Diagnosis of syringomyelia

The diagnosis of syringomyelia is made based on clinical signs and is confirmed by the detection of an enlarged cervical spinal cord during myelography, as well as by the results of a CT scan of the spinal cord performed a few hours after the introduction of a water-soluble contrast agent into the subarachnoid space. Cystic cavities are best seen by MRI imaging of the spinal cord. In connection with the possibility of the patient having another congenital malformation, it is also necessary to conduct an additional study of the cervical-occipital junction.

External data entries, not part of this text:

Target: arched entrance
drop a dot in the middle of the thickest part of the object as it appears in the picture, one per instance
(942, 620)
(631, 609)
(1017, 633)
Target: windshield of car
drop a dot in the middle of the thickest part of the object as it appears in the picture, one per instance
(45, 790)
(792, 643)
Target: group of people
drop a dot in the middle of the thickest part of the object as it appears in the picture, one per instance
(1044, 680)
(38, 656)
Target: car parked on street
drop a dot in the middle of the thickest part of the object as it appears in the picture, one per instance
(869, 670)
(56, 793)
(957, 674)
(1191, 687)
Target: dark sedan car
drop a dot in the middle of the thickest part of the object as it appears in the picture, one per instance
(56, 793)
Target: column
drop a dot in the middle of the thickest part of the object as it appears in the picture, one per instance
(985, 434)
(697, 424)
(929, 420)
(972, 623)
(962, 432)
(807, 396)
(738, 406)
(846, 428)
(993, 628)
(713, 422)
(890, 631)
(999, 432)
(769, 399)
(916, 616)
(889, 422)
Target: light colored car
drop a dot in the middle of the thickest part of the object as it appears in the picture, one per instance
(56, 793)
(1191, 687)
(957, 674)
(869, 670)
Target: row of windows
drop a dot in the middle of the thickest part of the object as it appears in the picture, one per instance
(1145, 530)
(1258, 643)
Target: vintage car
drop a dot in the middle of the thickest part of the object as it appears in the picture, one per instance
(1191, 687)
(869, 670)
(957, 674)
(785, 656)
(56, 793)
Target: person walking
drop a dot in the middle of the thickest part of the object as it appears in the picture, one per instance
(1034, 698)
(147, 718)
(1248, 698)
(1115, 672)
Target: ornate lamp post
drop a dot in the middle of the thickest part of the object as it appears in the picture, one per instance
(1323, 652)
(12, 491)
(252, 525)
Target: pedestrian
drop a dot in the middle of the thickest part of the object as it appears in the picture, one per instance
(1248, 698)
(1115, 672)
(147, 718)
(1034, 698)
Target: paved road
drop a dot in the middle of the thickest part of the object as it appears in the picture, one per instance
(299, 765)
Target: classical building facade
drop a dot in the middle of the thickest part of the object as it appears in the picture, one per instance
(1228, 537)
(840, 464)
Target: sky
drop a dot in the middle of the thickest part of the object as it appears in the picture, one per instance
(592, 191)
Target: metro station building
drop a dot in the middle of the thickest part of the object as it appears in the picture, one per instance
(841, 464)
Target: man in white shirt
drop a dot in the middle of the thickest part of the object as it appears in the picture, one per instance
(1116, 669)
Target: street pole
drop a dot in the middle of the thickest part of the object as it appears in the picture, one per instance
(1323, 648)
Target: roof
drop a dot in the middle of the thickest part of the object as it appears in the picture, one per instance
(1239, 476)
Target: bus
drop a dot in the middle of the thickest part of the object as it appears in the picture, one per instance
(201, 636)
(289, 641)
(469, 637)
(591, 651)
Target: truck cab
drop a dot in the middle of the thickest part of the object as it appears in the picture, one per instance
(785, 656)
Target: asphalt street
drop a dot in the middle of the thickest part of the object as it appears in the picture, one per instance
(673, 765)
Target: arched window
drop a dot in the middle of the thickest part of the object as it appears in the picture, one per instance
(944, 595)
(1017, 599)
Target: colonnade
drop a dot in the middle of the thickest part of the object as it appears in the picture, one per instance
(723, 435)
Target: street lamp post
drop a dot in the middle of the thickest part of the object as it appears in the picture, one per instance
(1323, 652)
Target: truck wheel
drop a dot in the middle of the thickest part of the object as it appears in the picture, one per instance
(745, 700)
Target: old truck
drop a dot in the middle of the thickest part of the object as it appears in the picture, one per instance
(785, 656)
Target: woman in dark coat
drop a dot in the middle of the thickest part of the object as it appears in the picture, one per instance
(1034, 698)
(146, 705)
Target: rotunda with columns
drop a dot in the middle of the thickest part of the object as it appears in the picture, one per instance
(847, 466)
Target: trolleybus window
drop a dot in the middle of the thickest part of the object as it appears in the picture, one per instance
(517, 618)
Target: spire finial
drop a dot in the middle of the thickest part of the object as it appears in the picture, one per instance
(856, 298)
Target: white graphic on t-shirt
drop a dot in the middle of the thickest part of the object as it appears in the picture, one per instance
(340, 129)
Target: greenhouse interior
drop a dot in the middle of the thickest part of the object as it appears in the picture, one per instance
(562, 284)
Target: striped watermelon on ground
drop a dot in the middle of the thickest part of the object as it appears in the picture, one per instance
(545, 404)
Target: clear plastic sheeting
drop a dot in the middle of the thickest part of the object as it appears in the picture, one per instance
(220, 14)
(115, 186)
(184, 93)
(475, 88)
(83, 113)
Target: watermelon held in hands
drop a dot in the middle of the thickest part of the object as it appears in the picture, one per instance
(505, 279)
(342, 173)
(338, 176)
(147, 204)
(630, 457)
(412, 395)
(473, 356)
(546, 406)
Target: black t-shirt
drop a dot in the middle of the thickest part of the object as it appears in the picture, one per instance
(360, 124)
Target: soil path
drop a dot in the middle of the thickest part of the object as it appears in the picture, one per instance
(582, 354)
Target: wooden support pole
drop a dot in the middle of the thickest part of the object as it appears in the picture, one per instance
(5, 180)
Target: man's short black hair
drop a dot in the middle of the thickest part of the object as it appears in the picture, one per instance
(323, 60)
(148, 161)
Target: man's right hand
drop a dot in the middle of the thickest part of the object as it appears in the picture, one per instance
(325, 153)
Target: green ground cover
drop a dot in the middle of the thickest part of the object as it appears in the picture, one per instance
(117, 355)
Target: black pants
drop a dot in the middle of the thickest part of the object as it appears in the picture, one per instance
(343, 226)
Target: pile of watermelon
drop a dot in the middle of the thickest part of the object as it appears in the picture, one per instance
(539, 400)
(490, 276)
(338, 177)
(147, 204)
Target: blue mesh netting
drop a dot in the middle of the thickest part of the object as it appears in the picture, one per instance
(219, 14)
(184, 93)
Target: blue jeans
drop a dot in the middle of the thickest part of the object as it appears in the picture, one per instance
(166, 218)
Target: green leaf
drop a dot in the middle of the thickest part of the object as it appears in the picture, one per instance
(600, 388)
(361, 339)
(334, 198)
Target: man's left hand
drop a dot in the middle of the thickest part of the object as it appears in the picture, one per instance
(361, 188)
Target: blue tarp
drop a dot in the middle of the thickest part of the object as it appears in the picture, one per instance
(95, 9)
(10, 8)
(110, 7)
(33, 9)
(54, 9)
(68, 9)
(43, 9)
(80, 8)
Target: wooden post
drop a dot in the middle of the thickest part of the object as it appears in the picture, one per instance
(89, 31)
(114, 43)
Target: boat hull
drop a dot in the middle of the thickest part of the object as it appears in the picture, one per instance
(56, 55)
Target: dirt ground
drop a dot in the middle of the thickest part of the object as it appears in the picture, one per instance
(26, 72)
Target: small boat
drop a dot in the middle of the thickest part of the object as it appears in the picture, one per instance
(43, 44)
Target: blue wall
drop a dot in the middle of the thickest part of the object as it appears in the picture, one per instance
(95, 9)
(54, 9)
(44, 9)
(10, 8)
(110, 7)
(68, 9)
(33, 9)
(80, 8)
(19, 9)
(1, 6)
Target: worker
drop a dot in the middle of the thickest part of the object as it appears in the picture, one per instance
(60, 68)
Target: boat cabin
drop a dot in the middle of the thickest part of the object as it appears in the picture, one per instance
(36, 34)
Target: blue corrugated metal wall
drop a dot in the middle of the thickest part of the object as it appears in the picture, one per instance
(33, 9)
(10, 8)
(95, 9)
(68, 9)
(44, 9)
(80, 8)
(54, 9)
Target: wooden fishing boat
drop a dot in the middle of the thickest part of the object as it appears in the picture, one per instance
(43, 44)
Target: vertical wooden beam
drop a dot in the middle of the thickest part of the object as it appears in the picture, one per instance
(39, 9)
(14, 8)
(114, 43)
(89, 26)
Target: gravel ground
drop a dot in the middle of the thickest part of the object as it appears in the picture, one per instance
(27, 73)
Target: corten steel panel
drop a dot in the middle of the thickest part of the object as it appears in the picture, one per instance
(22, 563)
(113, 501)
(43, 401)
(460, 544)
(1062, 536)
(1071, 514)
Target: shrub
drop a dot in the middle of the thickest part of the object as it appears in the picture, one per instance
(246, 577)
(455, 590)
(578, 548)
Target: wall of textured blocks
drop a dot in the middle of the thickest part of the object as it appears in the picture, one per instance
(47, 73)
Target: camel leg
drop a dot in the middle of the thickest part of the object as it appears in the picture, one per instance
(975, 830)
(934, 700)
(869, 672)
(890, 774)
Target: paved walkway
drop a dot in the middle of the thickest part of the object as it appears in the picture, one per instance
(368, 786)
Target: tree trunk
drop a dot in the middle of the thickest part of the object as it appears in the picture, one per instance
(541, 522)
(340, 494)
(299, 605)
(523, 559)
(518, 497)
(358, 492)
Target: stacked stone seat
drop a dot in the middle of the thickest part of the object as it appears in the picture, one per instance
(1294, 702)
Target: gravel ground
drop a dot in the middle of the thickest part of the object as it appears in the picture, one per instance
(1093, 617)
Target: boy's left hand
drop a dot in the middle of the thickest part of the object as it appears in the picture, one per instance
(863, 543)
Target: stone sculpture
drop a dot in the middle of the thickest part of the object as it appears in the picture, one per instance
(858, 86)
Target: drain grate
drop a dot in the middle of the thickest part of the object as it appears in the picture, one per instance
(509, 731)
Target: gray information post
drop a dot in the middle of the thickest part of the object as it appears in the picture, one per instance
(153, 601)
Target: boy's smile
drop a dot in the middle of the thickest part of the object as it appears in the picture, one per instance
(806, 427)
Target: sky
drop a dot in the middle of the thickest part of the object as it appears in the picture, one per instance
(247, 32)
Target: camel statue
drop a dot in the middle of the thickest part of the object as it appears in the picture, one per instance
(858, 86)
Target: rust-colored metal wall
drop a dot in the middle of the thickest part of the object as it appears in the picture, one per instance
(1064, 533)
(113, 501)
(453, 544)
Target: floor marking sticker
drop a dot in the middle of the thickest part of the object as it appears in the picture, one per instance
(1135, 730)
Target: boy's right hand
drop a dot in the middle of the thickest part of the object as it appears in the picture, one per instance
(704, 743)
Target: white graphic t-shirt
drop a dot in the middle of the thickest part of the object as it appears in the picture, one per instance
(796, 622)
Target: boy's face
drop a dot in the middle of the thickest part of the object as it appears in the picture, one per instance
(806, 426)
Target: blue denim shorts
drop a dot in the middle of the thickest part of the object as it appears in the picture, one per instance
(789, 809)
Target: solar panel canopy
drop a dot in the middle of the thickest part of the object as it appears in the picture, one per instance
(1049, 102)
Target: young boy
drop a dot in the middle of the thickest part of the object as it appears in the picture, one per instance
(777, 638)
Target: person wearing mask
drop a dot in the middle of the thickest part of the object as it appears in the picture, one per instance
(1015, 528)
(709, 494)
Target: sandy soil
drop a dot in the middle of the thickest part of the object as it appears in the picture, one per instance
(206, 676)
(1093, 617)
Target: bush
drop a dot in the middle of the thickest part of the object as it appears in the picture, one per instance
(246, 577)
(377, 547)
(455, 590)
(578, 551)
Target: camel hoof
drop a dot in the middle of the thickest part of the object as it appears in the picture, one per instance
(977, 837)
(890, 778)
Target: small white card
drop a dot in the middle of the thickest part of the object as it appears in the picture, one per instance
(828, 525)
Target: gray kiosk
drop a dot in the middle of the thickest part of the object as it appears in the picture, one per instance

Treatment of syringomyelia

Treatment of syringomyelia is neurosurgical and is aimed at decompression of the syringomyelitic cavity. Neurosurgeons perform decompression of the syringomyelitic cavity in patients with syringomyelia to prevent progressive damage and decompress the spinal canal in the case of spinal cord expansion. In cases where patients have a combination of cervical spinal cord expansion with Arnold-Chiari anomaly, they are shown laminectomy and suboccipital decompression, as a result of which the bone window expands and the compression of the spinal cord, cerebellum, and medulla oblongata from the occipital bone and the vertebral arch is eliminated.

To decompress the spinal cord in syringomyelia, a laminectomy operation is performed, which eliminates its compression.